Fox’s near silence on Bondi is an admission that the hearing was an indefensible horror show. And it gets worse if you really think about it for a few minutes. Think of all the planning and strategizing that went into that performance. Employees of the Department of Justice, working on our dime, spent hours prepping Bondi on exactly how to insult each and every Democratic member of the committee. They came up with the idea of requiring each House member to have an individual log-in to peruse the Epstein files so the DOJ could spy on them. They spent hours assembling Bondi’s little burn book. She had to have been coached for hours about exactly how to ignore the questions and try to turn the tables on her interrogators. In other words: Her aides, whose salaries we pay, probably thought this would be great. That she’d walk away with a catalog of sound-bite knockout punches.

Instead, Bondi walked away with the image that will haunt her for the rest of her life: her back turned to those Jeffrey Epstein victims as Representative Pramila Jayapal asked them to stand and raise their hands “if you have still not been able to meet with the DOJ”—and they all raised their hands. That image looked horrible Wednesday; as more and more details about the Epstein story leak out in the coming weeks and months, it’s only going to look worse.

In substantive terms, her performance at that hearing may not even have been the worst thing Bondi did this week! The morning after the hearing, she fired Gail Slater, the head of the department’s antitrust division. Slater actually had a decent reputation—she was part of the populist-MAGA anti-monopoly movement, and she brought a high-profile case against Google over its monopolization of the ad tech market.

Many progressive anti-monopolists were cheering for Slater. Said Senator Elizabeth Warren upon hearing this news: “A small army of MAGA-aligned lawyers and lobbyists have been trying to sell off merger approvals that will increase prices and harm innovation to the highest bidder. . . . . Bondi’s firing of Slater is a big nail in the coffin of the idea that Trumpian right-wing populism is willing to take on powerful interests. It may—but only as long as they’re designated enemies of Trump.

To circle back to Fox News: If they’re going to follow the old Murdoch edict of ignoring all bad news, pretty soon they’re going to be reduced to airing nothing but scare stories about woke Olympic athletes and Spanish-speaking superstars.

It’s not even clear Bondi had the worst week among Trump Cabinet officials. Defense Secretary Pete Hegseth got seriously pulverized twice this week. First, when a grand jury refused to indict six Democrats for their earlier video reminding soldiers that they had a duty to disobey illegal orders; as Chesa Boudin and Eric Fish point out in a Times op-ed today, grand juries convened by the mighty Justice Department almost never fail to return an indictment. Second, when a federal judge blocked Hegseth from punishing one of the six, Senator Mark Kelly of Arizona, writing that Hegseth had grossly violated Kelly’s First Amendment rights.

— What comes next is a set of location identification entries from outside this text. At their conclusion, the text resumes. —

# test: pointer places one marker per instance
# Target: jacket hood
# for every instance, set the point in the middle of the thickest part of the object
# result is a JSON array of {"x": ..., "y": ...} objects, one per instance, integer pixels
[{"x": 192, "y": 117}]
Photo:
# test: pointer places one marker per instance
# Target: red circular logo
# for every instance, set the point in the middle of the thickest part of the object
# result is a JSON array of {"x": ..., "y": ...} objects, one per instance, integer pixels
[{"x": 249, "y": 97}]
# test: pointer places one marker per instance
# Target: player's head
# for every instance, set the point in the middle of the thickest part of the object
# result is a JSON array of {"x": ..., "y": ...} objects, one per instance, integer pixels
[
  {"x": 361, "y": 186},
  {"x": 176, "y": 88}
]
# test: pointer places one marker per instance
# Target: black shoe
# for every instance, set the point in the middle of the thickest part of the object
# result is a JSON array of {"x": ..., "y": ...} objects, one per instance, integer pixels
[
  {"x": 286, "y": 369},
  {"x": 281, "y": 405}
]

And Kristi Noem had to endure the indignity of seeing rival Tom Homan, the border czar, make her ICE-men goeth out of Minneapolis. Thursday night, The Wall Street Journal posted a long and devastating story about the mayhem at the Department of Homeland Security under Noem and her rumored lover, Corey Lewandowski. It’s the kind of Washington story that appears only when inside sources decide to start running to reporters to spill saucy details they once sat on—a clear sign that no one is scared of her anymore.

None of these people, of course, belongs in a high position in the federal government. They’re psychopathic monsters. There’s no doubt Bondi and her advisers think she knocked a home run on Wednesday. But one day, we’ll all learn what she’s hiding about the Epstein story. Can’t wait for that hearing.